My mom’s story shifted many times over the next six months, and mine did too. I remember for a while after we had made it to Hawaii and my mom was on hospice care, there was a stretch of time when she was not sleeping well. She would wake up in the middle of the night and feel like she couldn’t get air. The nurse brought an oxygen machine and ordered anti-anxiety medication and Dad and I took turns staying up, walking around the condo with my mom holding her so she wouldn’t fall. None of it felt ok and we were low on sleep and we didn’t know if she would ever be able to rest again.

“It is not like a marathon,” I told my dad, “because in a marathon you always know what mile you are on.”

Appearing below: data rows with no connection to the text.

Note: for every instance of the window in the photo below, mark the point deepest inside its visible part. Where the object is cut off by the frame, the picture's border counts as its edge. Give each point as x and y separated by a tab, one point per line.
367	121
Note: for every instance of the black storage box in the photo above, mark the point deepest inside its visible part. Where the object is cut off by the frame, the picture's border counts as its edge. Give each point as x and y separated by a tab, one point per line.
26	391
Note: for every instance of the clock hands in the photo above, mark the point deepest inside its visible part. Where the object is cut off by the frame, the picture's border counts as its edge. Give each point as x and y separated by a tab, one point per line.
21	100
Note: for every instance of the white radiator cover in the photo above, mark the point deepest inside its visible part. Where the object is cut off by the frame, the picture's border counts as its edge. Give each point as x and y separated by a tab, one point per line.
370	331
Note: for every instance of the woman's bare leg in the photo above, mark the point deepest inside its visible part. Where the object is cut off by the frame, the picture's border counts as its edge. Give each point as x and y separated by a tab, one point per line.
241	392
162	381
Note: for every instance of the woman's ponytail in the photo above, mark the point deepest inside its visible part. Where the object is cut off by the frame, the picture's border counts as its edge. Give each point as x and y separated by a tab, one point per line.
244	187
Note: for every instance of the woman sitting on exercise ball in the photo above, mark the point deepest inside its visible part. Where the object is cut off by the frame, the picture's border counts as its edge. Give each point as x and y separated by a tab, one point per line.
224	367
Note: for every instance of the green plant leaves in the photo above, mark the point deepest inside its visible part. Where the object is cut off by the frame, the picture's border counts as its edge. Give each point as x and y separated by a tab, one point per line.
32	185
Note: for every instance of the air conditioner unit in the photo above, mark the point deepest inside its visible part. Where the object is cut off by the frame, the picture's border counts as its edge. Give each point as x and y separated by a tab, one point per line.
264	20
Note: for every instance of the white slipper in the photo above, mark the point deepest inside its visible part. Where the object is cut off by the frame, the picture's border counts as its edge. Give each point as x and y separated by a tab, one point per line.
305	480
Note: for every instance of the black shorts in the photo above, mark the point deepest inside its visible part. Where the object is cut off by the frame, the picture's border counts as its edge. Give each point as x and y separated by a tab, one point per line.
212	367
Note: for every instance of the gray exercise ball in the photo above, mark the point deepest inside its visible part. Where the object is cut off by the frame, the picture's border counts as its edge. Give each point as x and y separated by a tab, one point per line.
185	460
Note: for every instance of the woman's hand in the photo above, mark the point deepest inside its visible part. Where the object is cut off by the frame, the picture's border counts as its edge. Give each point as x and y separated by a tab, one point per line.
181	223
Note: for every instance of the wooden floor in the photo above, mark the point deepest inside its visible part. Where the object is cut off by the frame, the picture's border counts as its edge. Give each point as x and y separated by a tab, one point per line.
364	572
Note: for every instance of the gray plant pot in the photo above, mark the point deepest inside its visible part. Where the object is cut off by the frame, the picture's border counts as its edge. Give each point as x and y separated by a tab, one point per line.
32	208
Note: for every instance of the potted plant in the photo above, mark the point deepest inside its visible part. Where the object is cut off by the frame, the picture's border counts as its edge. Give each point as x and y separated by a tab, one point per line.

Caregiving is more like being in an open water ocean swim with no shore in sight. It is disorienting to not know how far you have to swim or how to pace yourself. You can’t even hope for the shore to come into view because when that happens, it also means, you will no longer have your mother.

One thing that helped me then and helps me now is admitting that my current job is not to try to figure out the whole story. It’s not, as my mind always initially tells me, to fix the catastrophe, whether it is a pandemic or cancer or Alzheimer’s. Maybe that should be obvious, but as soon as I am afraid for someone or something I love, old habits tend to rear their head.

Sometimes I think humility is the sleeper of superpowers. When I let go of the thing I cannot control and give into the reality of not knowing, I can ask the question: Ok, I guess my role here isn’t to fix or even to steer the whole global situation, so what is it?

Always I find something in front of me I can do with my particular skills and sphere of influence. Invariably, it feels too small for the conditions. Still, I can begin. Finding purpose buoys me, and I can swim.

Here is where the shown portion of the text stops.